Neither Cameron or Brown has had a good New Year first interview/speech. Whilst Cameron was busy giving his usual rhetoric full but policy absent speech, Brown was reintroducing the old Tory cut vs Labour investment line. Yes, we all know that the Tories are the party of cuts, however, it is silly for Brown to act as though any party has the ability to promise no cuts with the public finances as they are. Whilst Brown is busy away announcing new spending commitments, there are key cuts in education (a supposed ring fenced department) from Mandelson, which Vince Cable rightly highlighted:
“Lord Mandelson has already undermined the Prime Minister by making very deep cuts in the university and science budgets, with some of the best scientists in the country losing their job. This leaves Mr Brown looking very foolish.”
I blogged about this recently, and it seems nonsensical to act as though investment is Labour’s speciality when right under Brown’s nose departments are cutting up to 10%. The public hate being lied to about spending cuts. If Brown makes out that cuts aren’t happening and then you find out that your university has for example, 10% to cut from its budget, how much worse is that than if Brown had just admitted from the start that cuts are inevitable with the public finances like they are?

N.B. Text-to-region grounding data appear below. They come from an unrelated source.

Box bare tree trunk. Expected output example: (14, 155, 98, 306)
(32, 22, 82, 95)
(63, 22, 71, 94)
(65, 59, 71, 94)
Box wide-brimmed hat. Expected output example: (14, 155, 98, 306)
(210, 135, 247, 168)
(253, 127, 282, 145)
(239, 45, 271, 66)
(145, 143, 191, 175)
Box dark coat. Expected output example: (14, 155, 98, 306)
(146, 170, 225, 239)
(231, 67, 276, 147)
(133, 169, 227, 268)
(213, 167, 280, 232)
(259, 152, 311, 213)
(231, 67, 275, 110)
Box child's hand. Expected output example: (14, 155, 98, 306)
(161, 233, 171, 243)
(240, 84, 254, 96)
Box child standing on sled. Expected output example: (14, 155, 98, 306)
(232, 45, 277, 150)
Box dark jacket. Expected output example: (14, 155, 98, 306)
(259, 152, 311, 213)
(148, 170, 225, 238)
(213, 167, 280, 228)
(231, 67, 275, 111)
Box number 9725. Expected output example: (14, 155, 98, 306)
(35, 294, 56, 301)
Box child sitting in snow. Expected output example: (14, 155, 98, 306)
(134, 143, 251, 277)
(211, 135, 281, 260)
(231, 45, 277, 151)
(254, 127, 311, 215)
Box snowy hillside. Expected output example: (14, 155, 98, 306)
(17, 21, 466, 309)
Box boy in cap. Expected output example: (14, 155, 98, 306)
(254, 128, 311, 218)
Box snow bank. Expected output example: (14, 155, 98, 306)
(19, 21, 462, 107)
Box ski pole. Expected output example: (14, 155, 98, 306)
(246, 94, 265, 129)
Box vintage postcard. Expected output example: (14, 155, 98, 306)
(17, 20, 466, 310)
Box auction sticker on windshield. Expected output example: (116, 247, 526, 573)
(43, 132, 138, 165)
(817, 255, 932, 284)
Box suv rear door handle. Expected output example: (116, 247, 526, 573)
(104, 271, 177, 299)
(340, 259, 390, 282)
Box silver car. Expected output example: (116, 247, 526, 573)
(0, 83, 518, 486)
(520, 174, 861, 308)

Whilst the Liberal Democrats cannot rule out a pact with Labour if a hung parliament occurred, it is important to make sure that at the moment we distance ourself from the courting that is currently taking place by both Labour and the Tories. Both parties are a compromise to what we stand for, but if it came down to it, Labour are closer to our values as we do share common ground in aspects such as constitutional reform (even though it has taken Labour 12 years to become serious about electoral reform) and taxes – however, there are still dis-junctures between us and Labour, such as civil liberties. Thus, whatever happens, it is important for us to withstand independence from Labour and the Tories, as we do have unique values and are not just a branch of either of the two main parties, we should be a closed book for the time being – let Labour and the Tories squirm for a while, after all we are more likely to get a better deal out of them if it does come to a hung parliament.
Whilst I support a lot of the actions (such as the bail outs of the banks) that has got us into the problems we are in now and whilst I support continued investment in the right areas, making out that we can just continue to invest without any ramifications on the need for cutting is insulting.